Observability¶
KRATOS uses Prometheus, Grafana, and DCGM Exporter to inspect GPU runtime metrics during local experiments.
This setup is intended for the local nvkind lab. Production clusters should
review chart values, storage, ingress, authentication, and retention settings.
GPU Observability Setup¶
Install the Prometheus stack:
kubectl create namespace monitoring
helm repo add prometheus-community https://prometheus-community.github.io/helm-charts
helm repo update
helm install kube-prometheus-stack prometheus-community/kube-prometheus-stack \
-n monitoring
Install DCGM Exporter:
helm repo add dcgm-exporter https://nvidia.github.io/dcgm-exporter/helm-charts
helm repo update
helm install dcgm-exporter dcgm-exporter/dcgm-exporter \
-n monitoring \
-f cluster/dcgm-values.yaml
The values file pins DCGM Exporter to the GPU node, uses the NVIDIA runtime, and requests one GPU:
nodeSelector:
accelerator: nvidia
runtimeClassName: nvidia
resources:
limits:
nvidia.com/gpu: 1
requests:
cpu: 100m
memory: 128Mi
For nvkind, runtimeClassName: nvidia is required. Without it, the exporter
pod may start without the expected NVIDIA container environment and crash.
GPU Node Label¶
Find the node with GPU capacity:
kubectl get nodes -o custom-columns=NAME:.metadata.name,GPU:.status.allocatable.nvidia\\.com/gpu
Label that node so DCGM Exporter is scheduled there:
kubectl label node kratos-gpu-worker accelerator=nvidia --overwrite
ServiceMonitor¶
Prometheus from kube-prometheus-stack selects ServiceMonitors with the release
label. Add it to the DCGM ServiceMonitor:
kubectl label servicemonitor dcgm-exporter \
-n monitoring \
release=kube-prometheus-stack \
--overwrite
Verify¶
Check the monitoring pods and services:
kubectl get pods -n monitoring
kubectl get svc -n monitoring
Port-forward Prometheus:
kubectl port-forward -n monitoring svc/kube-prometheus-stack-prometheus 9090:9090
Query GPU metrics:
curl "http://localhost:9090/api/v1/query?query=DCGM_FI_DEV_GPU_UTIL"

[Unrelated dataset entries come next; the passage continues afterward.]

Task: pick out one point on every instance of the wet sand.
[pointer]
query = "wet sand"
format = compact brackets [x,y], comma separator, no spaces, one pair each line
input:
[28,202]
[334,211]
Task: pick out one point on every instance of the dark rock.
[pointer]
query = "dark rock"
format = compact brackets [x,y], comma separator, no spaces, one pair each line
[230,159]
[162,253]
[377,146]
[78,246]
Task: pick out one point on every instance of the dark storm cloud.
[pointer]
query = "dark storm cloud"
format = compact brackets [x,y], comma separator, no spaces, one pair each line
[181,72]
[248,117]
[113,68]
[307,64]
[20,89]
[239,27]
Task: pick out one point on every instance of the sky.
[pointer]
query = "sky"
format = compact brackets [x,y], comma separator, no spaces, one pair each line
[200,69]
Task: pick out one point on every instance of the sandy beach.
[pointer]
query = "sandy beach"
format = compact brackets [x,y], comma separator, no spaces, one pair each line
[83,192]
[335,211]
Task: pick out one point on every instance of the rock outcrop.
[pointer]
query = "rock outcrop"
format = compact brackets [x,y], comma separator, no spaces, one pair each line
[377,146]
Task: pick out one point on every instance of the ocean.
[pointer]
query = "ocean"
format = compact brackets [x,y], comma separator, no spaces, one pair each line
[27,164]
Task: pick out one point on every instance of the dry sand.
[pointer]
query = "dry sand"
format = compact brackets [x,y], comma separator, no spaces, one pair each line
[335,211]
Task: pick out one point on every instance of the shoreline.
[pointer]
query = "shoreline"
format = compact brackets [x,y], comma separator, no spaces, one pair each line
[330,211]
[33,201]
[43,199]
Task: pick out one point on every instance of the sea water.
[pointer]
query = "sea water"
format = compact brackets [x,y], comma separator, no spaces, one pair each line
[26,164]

curl "http://localhost:9090/api/v1/query?query=DCGM_FI_DEV_FB_USED"
curl "http://localhost:9090/api/v1/query?query=DCGM_FI_DEV_POWER_USAGE"

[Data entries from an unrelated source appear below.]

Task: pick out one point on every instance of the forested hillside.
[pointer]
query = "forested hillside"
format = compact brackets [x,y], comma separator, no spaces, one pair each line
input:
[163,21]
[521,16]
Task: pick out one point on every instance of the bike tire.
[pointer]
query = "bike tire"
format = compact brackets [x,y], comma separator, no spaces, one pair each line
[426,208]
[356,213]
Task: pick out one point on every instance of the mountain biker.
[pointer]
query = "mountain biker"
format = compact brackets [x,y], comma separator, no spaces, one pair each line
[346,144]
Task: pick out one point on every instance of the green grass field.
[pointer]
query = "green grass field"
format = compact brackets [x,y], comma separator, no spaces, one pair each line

Expected metrics include GPU utilization, framebuffer memory usage, and power
usage. DCGM_FI_DEV_GPU_UTIL can remain 0 if the workload is too short.
DCGM Exporter also exposes raw metrics on its /metrics endpoint.
Access Grafana Locally¶
kubectl port-forward -n monitoring svc/kube-prometheus-stack-grafana 3000:80
Open http://localhost:3000.
Remove¶
helm uninstall dcgm-exporter -n monitoring
helm uninstall kube-prometheus-stack -n monitoring
kubectl delete namespace monitoring